Understanding cybersecurity principles includes measures that promote the confidentiality, availability and integrity of information that is processed, stored and transmitted electronically. And it is very important to base this understanding on generally accepted approaches, principles and concepts used in international practice. The principle of shared responsibility must also be respected. Everyone who takes advantage of modern technology should take appropriate measures to ensure the security of their own computer systems, to use secure means of communication and to store important information. One of the most common protection concepts is the triad of information security:
Confidentiality. Measures to protect sensitive information resources from unauthorized access in accordance with a security policy.
Accessibility. Provision of unhindered confidential access to the information system and information on an ongoing basis.
Integrity. Ensuring protection of information resources from unauthorized modification and proper functioning of the information system.
Next we will classify the goals of cyberattacks:
Sabotage. A cyberattack, which is aimed at disrupting the normal operation of information and communication systems (Denial Of Service Attack).

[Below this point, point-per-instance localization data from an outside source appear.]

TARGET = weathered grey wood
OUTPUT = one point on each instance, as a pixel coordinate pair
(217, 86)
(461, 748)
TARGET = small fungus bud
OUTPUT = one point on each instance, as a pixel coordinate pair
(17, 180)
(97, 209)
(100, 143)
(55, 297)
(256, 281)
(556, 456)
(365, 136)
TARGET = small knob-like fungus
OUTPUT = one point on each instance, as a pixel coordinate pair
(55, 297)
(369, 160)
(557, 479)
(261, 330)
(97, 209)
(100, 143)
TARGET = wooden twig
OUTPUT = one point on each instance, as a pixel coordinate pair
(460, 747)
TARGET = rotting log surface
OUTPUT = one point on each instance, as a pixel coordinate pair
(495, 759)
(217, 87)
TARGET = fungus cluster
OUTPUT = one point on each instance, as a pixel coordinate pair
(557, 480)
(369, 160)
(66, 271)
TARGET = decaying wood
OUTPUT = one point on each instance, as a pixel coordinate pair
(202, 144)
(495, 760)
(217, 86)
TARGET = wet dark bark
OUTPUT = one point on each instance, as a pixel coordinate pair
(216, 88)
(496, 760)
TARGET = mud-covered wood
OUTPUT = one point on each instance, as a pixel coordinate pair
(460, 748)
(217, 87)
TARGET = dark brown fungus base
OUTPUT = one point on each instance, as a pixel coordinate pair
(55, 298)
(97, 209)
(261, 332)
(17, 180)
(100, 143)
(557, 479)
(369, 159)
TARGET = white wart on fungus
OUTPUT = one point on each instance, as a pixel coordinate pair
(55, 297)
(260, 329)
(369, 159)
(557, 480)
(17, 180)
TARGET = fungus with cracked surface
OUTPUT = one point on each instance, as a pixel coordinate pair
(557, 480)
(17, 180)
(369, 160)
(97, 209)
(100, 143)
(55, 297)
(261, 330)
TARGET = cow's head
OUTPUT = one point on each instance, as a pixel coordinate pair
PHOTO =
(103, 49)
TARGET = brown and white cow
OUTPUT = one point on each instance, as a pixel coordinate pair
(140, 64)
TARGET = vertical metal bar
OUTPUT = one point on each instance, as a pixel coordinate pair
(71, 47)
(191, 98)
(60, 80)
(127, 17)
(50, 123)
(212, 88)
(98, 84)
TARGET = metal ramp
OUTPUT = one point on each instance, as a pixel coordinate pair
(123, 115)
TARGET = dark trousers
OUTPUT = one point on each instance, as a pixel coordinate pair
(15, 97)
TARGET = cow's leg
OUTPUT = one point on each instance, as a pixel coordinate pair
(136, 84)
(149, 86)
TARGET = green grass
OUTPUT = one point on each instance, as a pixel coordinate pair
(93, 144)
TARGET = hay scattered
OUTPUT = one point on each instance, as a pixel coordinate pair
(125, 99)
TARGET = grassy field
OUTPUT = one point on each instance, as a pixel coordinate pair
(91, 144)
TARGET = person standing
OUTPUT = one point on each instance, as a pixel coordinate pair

Espionage. A cyber attack that aims to allow an unauthorized third party to enter a system to read, change and delete information. This type of attack can also be used to use the victim system to attack other systems.
According to international practice, cyber security is based on three main components: cyber defense, cyber intelligence and cyber counterattack.

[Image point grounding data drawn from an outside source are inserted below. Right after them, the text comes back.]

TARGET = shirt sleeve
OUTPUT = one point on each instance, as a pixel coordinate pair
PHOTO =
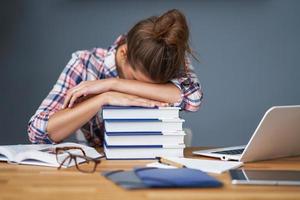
(71, 75)
(191, 90)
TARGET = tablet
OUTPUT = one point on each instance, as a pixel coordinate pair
(265, 177)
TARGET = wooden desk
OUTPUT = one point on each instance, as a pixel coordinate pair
(33, 182)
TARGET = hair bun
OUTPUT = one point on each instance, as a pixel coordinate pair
(171, 28)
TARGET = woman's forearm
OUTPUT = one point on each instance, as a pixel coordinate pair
(168, 92)
(65, 122)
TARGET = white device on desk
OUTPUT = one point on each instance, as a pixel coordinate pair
(265, 177)
(277, 135)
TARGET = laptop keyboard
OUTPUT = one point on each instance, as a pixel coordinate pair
(230, 152)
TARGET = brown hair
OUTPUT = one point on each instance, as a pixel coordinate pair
(157, 46)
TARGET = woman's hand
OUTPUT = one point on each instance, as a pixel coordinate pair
(85, 89)
(122, 99)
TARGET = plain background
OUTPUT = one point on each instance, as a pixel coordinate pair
(249, 52)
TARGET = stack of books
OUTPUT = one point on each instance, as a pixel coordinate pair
(142, 133)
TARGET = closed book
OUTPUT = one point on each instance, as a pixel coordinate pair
(142, 151)
(133, 112)
(143, 125)
(144, 138)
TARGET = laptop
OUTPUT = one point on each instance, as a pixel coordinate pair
(277, 135)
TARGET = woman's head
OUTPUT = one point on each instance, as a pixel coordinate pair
(156, 47)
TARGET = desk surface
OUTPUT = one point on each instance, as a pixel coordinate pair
(33, 182)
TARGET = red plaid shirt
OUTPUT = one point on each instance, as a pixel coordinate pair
(96, 64)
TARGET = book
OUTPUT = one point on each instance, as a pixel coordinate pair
(144, 138)
(42, 154)
(142, 151)
(134, 112)
(143, 125)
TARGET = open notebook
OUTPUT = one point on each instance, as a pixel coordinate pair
(42, 154)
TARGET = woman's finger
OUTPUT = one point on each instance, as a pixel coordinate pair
(70, 94)
(75, 96)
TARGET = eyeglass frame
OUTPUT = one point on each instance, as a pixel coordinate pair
(74, 157)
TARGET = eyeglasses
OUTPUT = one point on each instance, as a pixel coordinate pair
(77, 157)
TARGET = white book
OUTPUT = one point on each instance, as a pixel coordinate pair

Cybersecurity includes the application of special protective measures necessary to guarantee the operation and functionality of systems. And these measures must reduce possible risks to an acceptable level. Cyber defense in turn includes the following steps: shielding, detection, response, and recovery.
Cyber reconnaissance is a combination of processes of collection, processing, production and distribution of information in cyberspace in order to detect and prevent possible cyber attacks and cyber crimes. At the same time, it is very important to include experts in big data analysis in the process in order to increase the effectiveness of this task.
A cyber counterattack consists of neutralizing an active attack, identifying the perpetrators, and executing, if possible, a retaliatory cyberattack to damage the perpetrator’s infrastructure.
Challenges to the application of the inevitability of punishment principle:
Attempts are being made internationally today to recognize cyber attacks as armed attacks. But it is still not clear that this will be a solution to the problem, and that such recognition and subsequent developments will not lead to more problems. By the way, according to NATO’s strategic concept, a cyber attack can be qualified as a military attack on a member of the Alliance, and after the appropriate decision, actions can be taken under Article 5 of the Alliance, which states that an attack on one NATO member will be considered an attack on the entire alliance.
The role of international organizations in addressing cybersecurity issues remains very limited, and many states (mostly developed ones) are not prepared to cooperate more closely and in a meaningful way on this topic.
The perpetrators of cyber attacks can easily dismiss charges because it is virtually impossible to prove the direct involvement of individuals, groups or organizations in a cyber attack.
Due to the difficulty of detecting an attack at the time of its commission, it becomes difficult or impossible to implement countermeasures and use international law.